Preferred qualifications:

• Advanced cybersecurity certifications (e.g., GCFA, GCIA, GNFA, GCTI, GREM, GCIH, GCFA, GPEN, OSCP, etc.)
• Cloud (AWS, Azure, GCP, etc.) certifications
• Proficiency in scripting and high-level programming languages (Python, PowerShell, bash, etc.)
• Functional knowledge of SIEM, SOAR, malware sandboxing solutions and related tools

Please note at this time we are unable to proceed with candidates who require visa sponsorship now or in the future.

Location and Workplace Flexibility

Zelis is headquartered in the U.S., with multiple locations across the country and in Hyderabad, India. Check out our locations to learn more about our offices. All employee work locations are based on the needs of the position and are determined by the Leadership team. In-office work and activities vary based on work and team objectives in accordance with Company policies.
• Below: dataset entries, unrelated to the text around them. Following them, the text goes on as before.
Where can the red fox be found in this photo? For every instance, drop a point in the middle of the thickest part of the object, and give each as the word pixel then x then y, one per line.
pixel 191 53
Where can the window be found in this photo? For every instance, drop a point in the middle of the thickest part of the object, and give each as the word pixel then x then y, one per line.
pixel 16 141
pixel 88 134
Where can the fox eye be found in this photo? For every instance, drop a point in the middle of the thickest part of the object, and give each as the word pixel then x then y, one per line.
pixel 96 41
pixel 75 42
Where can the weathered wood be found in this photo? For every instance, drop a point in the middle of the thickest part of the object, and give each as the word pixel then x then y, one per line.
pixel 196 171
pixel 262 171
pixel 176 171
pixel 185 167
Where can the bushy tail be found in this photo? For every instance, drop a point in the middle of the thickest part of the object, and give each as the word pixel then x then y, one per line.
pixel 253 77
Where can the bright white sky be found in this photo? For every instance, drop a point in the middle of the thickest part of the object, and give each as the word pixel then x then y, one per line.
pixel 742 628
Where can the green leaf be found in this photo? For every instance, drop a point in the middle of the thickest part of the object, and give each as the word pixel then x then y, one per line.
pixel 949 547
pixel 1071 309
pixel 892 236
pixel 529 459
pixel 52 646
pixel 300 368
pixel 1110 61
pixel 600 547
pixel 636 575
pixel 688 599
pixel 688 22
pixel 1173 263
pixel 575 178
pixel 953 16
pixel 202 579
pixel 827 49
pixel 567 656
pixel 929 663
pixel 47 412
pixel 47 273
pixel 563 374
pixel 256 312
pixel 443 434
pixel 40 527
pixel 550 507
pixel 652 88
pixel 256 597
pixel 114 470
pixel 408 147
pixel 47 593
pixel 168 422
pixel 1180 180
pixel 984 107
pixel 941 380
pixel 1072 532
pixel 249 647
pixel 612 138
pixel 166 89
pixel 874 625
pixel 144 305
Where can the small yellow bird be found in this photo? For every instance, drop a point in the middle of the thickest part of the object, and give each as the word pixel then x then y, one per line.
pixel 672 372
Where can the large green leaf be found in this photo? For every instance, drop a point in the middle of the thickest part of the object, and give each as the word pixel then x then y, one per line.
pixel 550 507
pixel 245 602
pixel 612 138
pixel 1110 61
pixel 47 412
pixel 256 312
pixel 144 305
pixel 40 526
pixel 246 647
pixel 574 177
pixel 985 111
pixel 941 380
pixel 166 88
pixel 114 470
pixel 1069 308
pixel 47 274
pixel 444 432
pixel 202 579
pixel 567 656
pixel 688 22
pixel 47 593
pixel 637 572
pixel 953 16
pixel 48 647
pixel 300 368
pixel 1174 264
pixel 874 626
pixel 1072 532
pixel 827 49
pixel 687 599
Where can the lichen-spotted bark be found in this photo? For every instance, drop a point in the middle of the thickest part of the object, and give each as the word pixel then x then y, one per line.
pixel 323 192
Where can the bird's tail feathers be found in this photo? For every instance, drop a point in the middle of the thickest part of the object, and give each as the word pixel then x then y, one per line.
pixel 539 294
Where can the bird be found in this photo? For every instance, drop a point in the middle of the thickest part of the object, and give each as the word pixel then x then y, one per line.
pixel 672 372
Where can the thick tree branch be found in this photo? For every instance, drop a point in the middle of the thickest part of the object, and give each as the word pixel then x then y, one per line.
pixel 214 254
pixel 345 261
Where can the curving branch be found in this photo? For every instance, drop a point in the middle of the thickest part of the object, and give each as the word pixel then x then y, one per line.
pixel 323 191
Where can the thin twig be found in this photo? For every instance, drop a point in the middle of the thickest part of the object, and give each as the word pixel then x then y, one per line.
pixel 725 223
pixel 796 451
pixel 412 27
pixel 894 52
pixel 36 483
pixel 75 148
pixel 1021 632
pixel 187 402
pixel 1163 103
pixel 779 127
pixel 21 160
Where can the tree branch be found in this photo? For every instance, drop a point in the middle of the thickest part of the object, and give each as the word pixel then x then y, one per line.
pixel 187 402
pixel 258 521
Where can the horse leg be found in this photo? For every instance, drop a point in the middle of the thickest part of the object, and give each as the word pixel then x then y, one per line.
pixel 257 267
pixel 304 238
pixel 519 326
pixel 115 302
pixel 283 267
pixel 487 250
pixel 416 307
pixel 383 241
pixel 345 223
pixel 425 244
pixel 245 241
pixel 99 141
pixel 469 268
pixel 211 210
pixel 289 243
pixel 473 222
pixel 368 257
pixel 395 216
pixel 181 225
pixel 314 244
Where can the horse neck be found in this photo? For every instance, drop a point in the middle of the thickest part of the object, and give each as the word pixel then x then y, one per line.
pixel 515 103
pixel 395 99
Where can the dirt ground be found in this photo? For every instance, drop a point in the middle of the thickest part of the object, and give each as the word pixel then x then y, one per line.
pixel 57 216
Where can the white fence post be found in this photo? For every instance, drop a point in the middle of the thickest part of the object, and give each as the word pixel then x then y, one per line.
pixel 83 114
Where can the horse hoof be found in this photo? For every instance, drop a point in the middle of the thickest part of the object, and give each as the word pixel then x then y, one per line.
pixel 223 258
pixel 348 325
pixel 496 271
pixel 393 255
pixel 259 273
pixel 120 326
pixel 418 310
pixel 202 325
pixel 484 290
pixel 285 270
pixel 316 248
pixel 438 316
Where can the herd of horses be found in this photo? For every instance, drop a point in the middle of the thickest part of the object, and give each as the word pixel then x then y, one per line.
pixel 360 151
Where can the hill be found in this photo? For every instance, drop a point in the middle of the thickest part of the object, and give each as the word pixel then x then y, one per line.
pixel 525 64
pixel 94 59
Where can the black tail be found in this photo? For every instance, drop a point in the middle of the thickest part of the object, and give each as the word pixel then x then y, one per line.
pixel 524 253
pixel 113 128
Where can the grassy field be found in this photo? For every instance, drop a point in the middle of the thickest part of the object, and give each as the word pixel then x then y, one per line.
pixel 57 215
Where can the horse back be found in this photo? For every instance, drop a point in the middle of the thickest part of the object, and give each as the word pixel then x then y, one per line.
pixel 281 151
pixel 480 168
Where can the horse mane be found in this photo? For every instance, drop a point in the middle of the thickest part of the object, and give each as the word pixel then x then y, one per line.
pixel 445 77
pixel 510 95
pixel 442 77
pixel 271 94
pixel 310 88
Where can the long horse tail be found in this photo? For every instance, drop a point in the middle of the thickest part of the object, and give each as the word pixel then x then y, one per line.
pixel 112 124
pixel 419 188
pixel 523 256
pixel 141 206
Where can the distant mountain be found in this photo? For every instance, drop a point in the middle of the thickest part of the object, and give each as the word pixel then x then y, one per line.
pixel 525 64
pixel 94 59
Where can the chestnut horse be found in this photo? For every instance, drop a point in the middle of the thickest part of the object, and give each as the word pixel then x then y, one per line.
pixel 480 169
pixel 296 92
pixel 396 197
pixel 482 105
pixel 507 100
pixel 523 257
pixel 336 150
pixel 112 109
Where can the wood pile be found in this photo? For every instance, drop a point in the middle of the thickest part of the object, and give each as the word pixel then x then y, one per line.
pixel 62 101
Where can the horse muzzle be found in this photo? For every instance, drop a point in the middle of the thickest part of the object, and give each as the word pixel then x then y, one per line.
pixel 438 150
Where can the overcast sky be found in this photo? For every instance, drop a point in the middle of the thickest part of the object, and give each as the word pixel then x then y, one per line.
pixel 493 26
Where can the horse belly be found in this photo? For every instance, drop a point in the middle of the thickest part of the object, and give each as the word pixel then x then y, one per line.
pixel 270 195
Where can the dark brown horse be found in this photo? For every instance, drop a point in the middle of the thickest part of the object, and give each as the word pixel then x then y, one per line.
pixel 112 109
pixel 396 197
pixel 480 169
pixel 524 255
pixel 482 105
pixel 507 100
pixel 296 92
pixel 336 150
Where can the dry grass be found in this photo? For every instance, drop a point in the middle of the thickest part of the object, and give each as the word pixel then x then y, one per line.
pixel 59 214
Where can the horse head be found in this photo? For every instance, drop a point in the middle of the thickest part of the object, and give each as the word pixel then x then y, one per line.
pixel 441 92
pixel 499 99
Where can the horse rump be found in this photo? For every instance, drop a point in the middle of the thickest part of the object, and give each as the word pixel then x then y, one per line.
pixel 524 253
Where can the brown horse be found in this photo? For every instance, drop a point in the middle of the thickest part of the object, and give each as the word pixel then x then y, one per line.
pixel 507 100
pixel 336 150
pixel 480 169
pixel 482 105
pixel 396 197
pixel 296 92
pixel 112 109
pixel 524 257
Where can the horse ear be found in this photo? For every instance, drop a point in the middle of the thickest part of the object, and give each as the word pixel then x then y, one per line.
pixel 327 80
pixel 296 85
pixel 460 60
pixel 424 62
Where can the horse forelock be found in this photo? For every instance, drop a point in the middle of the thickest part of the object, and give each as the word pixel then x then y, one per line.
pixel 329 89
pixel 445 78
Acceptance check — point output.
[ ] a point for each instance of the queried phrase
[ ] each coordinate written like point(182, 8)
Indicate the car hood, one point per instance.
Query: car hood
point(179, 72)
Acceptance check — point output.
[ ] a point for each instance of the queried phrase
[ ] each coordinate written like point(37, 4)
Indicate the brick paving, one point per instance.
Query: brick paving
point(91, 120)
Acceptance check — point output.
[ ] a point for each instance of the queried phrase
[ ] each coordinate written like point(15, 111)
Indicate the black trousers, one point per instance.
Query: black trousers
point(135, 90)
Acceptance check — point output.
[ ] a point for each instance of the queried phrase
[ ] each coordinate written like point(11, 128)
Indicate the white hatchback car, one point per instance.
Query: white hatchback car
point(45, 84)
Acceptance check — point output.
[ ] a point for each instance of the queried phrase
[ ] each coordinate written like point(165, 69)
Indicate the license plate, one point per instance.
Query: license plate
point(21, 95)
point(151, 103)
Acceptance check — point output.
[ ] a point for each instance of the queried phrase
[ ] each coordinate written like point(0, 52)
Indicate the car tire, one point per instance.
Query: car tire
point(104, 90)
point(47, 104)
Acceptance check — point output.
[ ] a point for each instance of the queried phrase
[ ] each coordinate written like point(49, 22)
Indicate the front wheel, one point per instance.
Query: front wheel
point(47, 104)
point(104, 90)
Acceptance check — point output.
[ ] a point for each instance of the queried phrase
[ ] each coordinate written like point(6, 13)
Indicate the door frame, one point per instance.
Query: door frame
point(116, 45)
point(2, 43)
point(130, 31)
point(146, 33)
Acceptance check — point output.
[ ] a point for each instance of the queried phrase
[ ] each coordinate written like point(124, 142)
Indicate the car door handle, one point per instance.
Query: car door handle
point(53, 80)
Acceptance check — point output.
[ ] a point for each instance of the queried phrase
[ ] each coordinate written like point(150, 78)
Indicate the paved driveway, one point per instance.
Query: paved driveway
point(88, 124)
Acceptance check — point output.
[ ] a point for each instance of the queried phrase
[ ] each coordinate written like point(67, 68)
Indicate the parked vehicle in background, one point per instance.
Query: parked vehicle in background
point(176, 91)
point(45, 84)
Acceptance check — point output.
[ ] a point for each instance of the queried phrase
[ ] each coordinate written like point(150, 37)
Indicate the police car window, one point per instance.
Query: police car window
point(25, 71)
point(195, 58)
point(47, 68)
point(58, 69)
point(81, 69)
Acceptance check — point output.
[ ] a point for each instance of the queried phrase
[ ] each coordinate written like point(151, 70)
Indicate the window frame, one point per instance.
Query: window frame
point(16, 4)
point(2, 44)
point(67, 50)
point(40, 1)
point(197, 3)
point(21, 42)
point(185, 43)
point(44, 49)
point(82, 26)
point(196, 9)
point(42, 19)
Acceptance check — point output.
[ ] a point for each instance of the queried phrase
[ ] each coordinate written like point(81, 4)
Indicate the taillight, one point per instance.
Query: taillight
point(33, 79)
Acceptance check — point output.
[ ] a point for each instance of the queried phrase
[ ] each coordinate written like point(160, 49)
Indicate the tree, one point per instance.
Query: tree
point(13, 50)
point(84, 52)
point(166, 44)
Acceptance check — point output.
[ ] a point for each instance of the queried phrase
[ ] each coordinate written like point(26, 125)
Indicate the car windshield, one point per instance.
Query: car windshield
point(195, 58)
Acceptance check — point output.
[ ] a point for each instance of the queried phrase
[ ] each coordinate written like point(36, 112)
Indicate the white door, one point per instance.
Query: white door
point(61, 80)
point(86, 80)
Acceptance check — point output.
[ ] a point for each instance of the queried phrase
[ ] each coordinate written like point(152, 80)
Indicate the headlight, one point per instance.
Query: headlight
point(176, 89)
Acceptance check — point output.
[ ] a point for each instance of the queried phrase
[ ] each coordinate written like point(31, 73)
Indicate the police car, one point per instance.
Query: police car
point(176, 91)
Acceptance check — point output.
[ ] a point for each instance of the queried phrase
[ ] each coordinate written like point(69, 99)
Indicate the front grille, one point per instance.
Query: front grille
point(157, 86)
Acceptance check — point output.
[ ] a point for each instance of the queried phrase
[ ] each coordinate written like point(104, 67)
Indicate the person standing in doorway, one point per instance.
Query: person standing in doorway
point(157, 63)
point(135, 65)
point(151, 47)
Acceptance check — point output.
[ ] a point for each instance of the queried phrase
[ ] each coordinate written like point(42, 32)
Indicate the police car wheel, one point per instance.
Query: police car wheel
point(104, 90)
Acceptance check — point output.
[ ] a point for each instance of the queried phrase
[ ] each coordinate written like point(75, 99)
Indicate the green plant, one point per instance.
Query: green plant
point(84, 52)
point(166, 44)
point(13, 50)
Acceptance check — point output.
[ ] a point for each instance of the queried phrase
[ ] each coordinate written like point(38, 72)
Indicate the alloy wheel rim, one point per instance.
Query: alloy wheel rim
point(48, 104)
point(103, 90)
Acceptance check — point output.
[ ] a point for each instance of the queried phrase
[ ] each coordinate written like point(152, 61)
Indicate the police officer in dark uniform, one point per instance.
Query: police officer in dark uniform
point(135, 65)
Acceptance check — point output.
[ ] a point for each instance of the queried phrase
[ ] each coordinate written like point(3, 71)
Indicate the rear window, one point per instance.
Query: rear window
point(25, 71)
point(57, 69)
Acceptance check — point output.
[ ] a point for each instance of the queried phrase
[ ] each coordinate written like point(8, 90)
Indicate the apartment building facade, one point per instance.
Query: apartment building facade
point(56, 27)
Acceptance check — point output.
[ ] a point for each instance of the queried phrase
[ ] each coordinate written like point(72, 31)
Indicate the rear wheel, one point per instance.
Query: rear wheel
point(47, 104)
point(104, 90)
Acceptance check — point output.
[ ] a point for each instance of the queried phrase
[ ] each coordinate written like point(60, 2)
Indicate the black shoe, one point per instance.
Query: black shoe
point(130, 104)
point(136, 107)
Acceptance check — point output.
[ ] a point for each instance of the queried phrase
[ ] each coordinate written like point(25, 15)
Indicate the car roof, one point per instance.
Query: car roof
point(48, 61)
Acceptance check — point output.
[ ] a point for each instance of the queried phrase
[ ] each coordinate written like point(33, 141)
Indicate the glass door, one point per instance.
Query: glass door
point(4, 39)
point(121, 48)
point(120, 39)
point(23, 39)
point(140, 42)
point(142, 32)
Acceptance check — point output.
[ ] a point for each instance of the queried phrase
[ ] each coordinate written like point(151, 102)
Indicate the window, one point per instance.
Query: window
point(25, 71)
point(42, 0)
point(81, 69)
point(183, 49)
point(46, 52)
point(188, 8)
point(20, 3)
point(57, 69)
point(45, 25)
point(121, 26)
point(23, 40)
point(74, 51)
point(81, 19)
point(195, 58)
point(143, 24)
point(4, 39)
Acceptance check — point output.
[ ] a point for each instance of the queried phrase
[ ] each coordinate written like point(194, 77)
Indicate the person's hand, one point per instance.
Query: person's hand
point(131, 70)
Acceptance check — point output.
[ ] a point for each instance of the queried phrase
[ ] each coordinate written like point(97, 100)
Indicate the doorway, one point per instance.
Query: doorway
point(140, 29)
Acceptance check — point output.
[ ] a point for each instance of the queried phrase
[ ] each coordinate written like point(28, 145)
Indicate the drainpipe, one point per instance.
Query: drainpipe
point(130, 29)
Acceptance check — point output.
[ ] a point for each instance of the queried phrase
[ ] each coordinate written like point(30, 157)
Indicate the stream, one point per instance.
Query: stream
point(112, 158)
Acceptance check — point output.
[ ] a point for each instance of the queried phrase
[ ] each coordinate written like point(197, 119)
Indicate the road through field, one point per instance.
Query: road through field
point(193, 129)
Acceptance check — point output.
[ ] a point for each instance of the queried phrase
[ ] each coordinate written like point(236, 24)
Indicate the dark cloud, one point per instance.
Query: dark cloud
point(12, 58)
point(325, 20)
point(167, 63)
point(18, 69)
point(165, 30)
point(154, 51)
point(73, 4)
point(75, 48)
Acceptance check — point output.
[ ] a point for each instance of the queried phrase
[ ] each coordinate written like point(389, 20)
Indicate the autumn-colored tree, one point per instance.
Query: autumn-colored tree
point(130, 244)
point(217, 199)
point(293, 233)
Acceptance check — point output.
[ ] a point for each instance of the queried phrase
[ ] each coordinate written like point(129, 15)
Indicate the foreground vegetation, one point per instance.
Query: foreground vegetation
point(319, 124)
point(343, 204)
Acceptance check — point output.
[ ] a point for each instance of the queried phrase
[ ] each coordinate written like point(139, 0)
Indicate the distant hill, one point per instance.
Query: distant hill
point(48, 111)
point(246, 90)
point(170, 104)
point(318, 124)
While location expectations vary by role, candidates within approximately 50 miles of a U.S. office are generally preferred to support collaboration when needed. Our hybrid approach is flexible, and in-office presence is guided by team and business needs rather than a fixed weekly schedule.

Base Salary Range
$105,000.00 - $133,000.00

At Zelis we are committed to providing fair and equitable compensation packages. The base salary range allows us to make an offer that considers multiple individualized factors, including experience, education, qualifications, as well as job-related and industry-related knowledge and skills, etc. Base pay is just one part of our Total Rewards package, which may also include discretionary bonus plans, commissions, or other incentives depending on the role.

Zelis' full-time associates are eligible for a highly competitive benefits package as well, which demonstrates our commitment to our employees' health, well-being, and financial protection. The US-based benefits include a 401k plan with employer match, flexible paid time off, holidays, parental leaves, life and disability insurance, and health benefits including medical, dental, vision, and prescription drug coverage.

Disclaimer

The above statements are intended to describe the general nature and level of work being performed by people assigned to this classification. They are not to be construed as an exhaustive list of all responsibilities, duties, and skills required of personnel so classified. All personnel may be required to perform duties outside of their normal responsibilities, duties, and skills from time to time.